Since LoCA is about promoting the quality of the grapes, as well as the grape-growers, the wines we tasted were not all produced in Lodi wineries. Some were grown and fermented in Lodi, while others were produced in other California wineries, but bore the Lodi name on the label. We started with a 2013 Onesta Viognier. It is a bright, refreshing wine that had a delicious honeysuckle and orange blossom quality to it, along with some white stone fruit sweetness. The small-production wine (only 250 cases!) is not easy to find, but well worth keeping an eye out for. The 2012 Uvaggio Vermintino was one of our favorites and featured an Italian grape varietal that we don’t have all that often. It is a lovely wine, with notes of lime and sweet green melon, along with a refreshing, but subtle, minerality.
Other wines included a 2014 Uvaggio Rosato, a 2013 Michael David Winery Bechthold Vineyard Cinsault and a 2013 Macchia Wines Devious Primitivo. While we enjoyed all the wines, the Cinsault was probably our favorite. Produced in one of the most highly acclaimed vineyard properties in Lodi, the wine is beautiful, with a complex array of flavors that start with black cherry fruits and move into baking spices a complex earthiness. It has a long, flavorful finish that leaves you wanting another sip. And, fortuntately, we had more than jsut a few sips available to us at lunch.

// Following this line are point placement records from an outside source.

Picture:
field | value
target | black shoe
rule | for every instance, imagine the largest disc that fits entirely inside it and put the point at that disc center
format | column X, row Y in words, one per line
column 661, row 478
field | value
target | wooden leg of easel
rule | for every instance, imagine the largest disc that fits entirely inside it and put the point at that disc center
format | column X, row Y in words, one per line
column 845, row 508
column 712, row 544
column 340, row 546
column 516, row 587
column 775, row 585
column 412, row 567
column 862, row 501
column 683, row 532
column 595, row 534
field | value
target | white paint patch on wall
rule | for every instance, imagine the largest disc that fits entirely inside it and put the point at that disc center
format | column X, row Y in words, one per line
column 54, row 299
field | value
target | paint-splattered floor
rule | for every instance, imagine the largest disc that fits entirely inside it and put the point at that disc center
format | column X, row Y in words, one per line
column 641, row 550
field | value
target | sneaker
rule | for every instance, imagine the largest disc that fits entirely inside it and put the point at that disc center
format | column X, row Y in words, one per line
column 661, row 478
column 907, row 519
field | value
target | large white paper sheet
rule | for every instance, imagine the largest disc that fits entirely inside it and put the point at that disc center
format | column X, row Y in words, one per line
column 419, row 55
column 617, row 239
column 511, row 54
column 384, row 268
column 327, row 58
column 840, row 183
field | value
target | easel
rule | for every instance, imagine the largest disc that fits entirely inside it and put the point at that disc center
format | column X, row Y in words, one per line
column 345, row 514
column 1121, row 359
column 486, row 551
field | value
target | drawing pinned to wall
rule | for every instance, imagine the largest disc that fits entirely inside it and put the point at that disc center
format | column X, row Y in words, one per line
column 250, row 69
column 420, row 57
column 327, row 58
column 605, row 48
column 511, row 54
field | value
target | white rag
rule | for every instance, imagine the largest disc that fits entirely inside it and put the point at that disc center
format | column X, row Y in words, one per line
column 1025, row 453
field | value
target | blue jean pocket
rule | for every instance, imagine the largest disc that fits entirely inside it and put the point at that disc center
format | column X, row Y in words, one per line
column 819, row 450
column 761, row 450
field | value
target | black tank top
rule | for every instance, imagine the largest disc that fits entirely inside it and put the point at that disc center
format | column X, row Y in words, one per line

The Lodi area is actually the self-proclaimed Zinfandel capitol of California, producing more than 25% of the zin grown in California – much of which makes its way into the wine presses of Napa and Sonoma Valley wineries to be made into “California” wine blends that don’t always mention the Lodi AVA on the label. As you might guess, we did taste a Zinfandel at the lunch: 2013 McCay Cellars Faith Lot 13 Vineyard Zinfandel. This was a bold zin that is loaded with ripe red and purple fruits – just as you want to find in a good zin. It wasn’t overly sweet or fruity, but balanced and round. It’s a great example of why zinfandel is so popular with growers (and drinkers).
Once the tasting was wrapped up, we got down to the business of eating lunch, with a lovely salad course, filet mignon and chocolate peanut butter mousse dessert. Though this wasn’t a wine-pairing meal per-say, I couldn’t resist doing a little pairing while I ate.
The 2012 Uvaggio Vermentino was amazing with the lightly dressed salad, balancing the bitterness of the salad greens and enriching the buttery flavors in the toasted nuts.
I was a fan of the zinfandel with the steak (it’s almost always a good combination), however the cinsault brought a little bit more complexity out of the sauce on the plate and I found myself switching back and forth throughout the meal.
Dessert didn’t pair with the wines quite as well as the main courses, however the ultra-rich peanut butter mousse really needed no accompaniment beyond a fork.